By Sayde Uerkwitz
As Taylor Sigman woke one morning to the sound of horses traveling along the side street outside her hotel room, she was reminded that she no longer was in Indiana, she was in Costa Rica during a study abroad course. One of the most memorable and eye opening experiences of her life.
This semester Sigman, an agronomy and agricultural communication major, took FNR 498, a two credit course with a one credit study abroad component. The class explored global sustainability issues in natural resources with an emphasis on forestry, wildlife, agroforestry, wood products manufacturing, energy, conservation, water management and their impact on Central America and the world.
Eva Haviarova, Department of Forestry and Natural Resources associate professor, was the instructor of the course.
“When I teach the course I have a base plan, but things could change due to the interest of the students,” Haviarova said. “The benefit of having the study abroad portion of the course later in the semester is allowing time for the students to get to know one another. They can learn about their classmate’s interests. I notice these interests and instruct the course based on the interests of the students.”
Sigman said she learned a lot about how others live outside of the United States. She and her fellow study abroad companions visited Costa Rica TEC, a university in Costa Rica that focuses on wildlife, natural resources and the environment.
“During our time at Costa Rica TEC we participated in several lectures,” Sigman said. “One of the lectures focused on water resources and usage.

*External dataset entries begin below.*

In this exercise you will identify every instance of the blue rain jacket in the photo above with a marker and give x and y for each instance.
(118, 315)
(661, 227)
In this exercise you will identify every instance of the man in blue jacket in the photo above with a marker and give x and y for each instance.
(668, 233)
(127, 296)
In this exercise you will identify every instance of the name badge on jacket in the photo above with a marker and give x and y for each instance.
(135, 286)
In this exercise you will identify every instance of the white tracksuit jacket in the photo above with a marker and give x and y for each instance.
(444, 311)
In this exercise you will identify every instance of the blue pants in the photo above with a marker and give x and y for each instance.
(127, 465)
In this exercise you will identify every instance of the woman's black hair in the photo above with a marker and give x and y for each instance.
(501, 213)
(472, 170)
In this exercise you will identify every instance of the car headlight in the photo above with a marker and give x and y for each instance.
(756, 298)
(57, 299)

I learned that in some developing countries the average person will use just over a gallon of water a day. Here in the United States over a gallon and a half is used when the toilet is flushed. This simple fact opened my eyes to how different my world is compared to so many who live across the globe.”
The group was able to participate in hands-on activities as well. One of these activities was learning about sustainability and agrotourism.
“We toured a facility of an Eco-termales hot spring,” Sigman said. “The farmer who oversaw the hot spring resort also ran a restaurant and cattle herd. There was also a lagoon on the farm. The farmer would take all of the waste water from the restaurant, showers and restrooms and put it in the lagoon to filter out all of the impurities and put it back out into the environment. During that process, methane was collected and used to cook in the kitchen of the restaurant. The owner also made fertilizer from food waste and cattle manure.”
Haviarova added that the student’s experiences at the Eco-termales hot spring was a perfect example of sustainable practices in a different country.
“In Costa Rica, everyone is finding ways to be more sustainable and energy efficient,” Haviarova said. “The students were able to tour a facility where this is happening first hand. The owner is able to connect different types of agriculture and make the whole process sustainable.”
Sigman also toured a greenhouse facility that grew teak trees.
“This was one of my favorite stops,” Sigman said. “The part I enjoyed here was the greenhouse. The guide spoke about agriculture and how it has priority over forestry, but I’d say the most interesting part about this stop was learning that pineapple production requires around 35 pesticide applications throughout its growing season. This number is much higher compared to teak trees, which is extremely limited on the pesticide applications it can legally use.”
“Costa Rican agriculture is so much different than home in the flat lands of Indiana,” Sigman said. “I had so much fun and I am glad I took a course that opened my eyes to a new culture.”
Although the study abroad portion of the course began and ended in nine days, the memories will forge on.
Haviarova said it is a gratifying feeling to hear students say traveling to a new country was one of the best days of their lives.
“It is even more gratifying when they take their experiences and implement them into their daily lives in their home country. That is when I know I’ve done my job,” Haviarova added.